Spanish banks are preparing themselves for a preliminary ruling from the European Court of Justice, which will determine whether the banks charged hundreds of thousands of customers too much for their mortgages. The ruling could mean banks having to pay out billions of Euros in compensation.
Caixabank, Santander, Bankia and BBVA among some of the major lenders who are thought to have used the IRPH or mortgage price index as opposed to the interbank Euribor rate when setting customers mortgage rates dating back to 2007 and 2008.
At the time, the IRPH was higher than the Euribor, which meant more profit for the banks. It is also believed that the IRPH did not fall sufficiently when the European Central Bank cut borrowing costs. Although the banks scrapped the use of IRPH in 2013 claiming that it was unfair to their customers, many have taken to the courts to seek compensation.
Spanish banks have come under much scrutiny in recent years with rulings going against them in 2016 on mortgage floor clauses and a lack of transparency. They are also currently grappling with record low interest rates. This weeks ruling by the ECJ could hit them harder still, paving the way for many thousands of customers to lodge complaints and compensation claims.

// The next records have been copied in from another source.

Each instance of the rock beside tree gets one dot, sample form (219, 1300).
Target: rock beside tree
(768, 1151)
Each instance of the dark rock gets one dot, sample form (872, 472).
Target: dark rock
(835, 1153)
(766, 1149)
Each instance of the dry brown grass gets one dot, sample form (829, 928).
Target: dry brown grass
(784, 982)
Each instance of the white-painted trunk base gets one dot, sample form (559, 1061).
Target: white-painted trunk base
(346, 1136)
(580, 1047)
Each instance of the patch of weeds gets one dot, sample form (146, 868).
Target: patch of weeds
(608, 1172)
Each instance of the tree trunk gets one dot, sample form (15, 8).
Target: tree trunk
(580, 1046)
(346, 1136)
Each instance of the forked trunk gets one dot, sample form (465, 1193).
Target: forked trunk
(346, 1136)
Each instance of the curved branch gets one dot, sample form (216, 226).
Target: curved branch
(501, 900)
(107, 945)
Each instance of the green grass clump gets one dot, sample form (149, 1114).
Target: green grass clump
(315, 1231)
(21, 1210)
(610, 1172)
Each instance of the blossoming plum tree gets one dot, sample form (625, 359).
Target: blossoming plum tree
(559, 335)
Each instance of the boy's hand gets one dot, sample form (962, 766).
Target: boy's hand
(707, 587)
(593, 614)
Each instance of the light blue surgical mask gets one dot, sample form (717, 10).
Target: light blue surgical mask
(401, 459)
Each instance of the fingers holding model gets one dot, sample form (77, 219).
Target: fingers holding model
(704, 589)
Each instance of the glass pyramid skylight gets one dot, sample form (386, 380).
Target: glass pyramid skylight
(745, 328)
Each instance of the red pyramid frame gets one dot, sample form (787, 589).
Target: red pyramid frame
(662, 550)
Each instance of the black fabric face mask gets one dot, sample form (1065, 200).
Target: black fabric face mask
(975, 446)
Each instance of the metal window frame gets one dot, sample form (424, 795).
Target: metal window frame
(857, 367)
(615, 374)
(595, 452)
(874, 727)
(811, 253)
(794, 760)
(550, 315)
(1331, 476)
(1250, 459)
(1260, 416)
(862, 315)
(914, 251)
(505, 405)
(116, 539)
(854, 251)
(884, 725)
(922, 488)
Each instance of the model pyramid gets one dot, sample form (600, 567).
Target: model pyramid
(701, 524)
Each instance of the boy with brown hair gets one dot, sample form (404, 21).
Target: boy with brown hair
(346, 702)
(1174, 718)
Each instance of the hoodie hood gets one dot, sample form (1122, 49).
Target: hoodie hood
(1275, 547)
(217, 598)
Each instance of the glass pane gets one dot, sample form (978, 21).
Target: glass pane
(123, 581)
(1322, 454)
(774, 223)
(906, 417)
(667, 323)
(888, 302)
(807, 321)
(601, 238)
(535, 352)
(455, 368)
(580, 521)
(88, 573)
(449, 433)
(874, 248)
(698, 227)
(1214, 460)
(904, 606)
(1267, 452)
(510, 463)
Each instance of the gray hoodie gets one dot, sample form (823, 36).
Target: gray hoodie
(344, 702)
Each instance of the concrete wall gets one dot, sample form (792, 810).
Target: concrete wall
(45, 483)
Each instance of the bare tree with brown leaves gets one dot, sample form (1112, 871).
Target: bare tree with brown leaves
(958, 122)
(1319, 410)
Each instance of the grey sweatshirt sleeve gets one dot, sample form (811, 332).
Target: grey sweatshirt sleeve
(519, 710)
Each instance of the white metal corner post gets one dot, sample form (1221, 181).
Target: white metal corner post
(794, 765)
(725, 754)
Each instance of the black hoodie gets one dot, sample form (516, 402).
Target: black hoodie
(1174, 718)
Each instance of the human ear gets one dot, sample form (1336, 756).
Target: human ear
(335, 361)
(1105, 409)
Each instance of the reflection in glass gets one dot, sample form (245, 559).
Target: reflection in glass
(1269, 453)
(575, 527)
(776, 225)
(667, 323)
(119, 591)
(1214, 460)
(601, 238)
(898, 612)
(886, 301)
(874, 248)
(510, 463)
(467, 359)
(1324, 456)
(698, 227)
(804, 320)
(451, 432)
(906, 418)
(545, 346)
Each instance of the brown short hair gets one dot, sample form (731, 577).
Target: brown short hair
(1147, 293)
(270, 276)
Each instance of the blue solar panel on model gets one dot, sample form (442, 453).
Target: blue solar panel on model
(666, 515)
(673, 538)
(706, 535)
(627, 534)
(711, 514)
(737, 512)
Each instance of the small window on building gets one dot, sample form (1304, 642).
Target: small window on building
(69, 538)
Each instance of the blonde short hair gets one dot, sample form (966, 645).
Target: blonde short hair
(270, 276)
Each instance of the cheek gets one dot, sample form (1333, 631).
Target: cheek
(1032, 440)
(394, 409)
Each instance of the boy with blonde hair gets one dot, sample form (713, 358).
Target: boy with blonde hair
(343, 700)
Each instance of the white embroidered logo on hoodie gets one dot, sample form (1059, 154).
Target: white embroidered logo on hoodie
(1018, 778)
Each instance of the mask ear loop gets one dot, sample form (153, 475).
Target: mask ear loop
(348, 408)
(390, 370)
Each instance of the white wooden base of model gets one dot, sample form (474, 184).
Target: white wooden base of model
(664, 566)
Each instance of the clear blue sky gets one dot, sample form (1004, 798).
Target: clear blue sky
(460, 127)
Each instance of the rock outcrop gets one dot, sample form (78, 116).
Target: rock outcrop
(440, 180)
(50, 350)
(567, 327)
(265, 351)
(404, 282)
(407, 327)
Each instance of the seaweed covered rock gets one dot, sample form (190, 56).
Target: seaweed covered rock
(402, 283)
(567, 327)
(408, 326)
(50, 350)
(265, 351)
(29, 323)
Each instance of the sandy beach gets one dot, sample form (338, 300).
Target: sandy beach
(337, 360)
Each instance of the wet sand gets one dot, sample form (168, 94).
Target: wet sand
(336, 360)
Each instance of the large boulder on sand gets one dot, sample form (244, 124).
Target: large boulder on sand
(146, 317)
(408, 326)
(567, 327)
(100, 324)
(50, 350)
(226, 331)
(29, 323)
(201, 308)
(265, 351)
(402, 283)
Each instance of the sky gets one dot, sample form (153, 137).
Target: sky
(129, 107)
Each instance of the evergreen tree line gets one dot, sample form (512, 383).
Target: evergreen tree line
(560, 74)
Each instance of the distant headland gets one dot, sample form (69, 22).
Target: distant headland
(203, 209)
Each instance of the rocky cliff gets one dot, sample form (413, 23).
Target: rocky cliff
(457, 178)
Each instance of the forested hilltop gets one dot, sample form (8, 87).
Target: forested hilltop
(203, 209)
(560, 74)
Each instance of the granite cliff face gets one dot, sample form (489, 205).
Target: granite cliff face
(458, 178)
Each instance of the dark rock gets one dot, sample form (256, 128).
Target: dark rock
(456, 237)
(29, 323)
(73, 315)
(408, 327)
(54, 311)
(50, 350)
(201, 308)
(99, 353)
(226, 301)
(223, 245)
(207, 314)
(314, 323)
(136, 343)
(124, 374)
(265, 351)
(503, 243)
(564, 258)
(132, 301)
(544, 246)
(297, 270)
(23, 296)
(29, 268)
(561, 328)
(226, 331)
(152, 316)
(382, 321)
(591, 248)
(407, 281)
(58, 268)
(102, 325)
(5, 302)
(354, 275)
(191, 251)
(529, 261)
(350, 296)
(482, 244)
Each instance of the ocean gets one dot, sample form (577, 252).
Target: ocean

Although it is unclear as to exactly how many customers were sold mortgages under IRPH pricing, Asufin, the Spanish consumer association believes it could be around 1 Million customers. Investment bank, Goldman Sachs has estimated that the total compensation bill could amount to up to 44 Billion Euros.
A non-binding statement is expected on September 10, with a final ruling made at the end of the year or early 2020.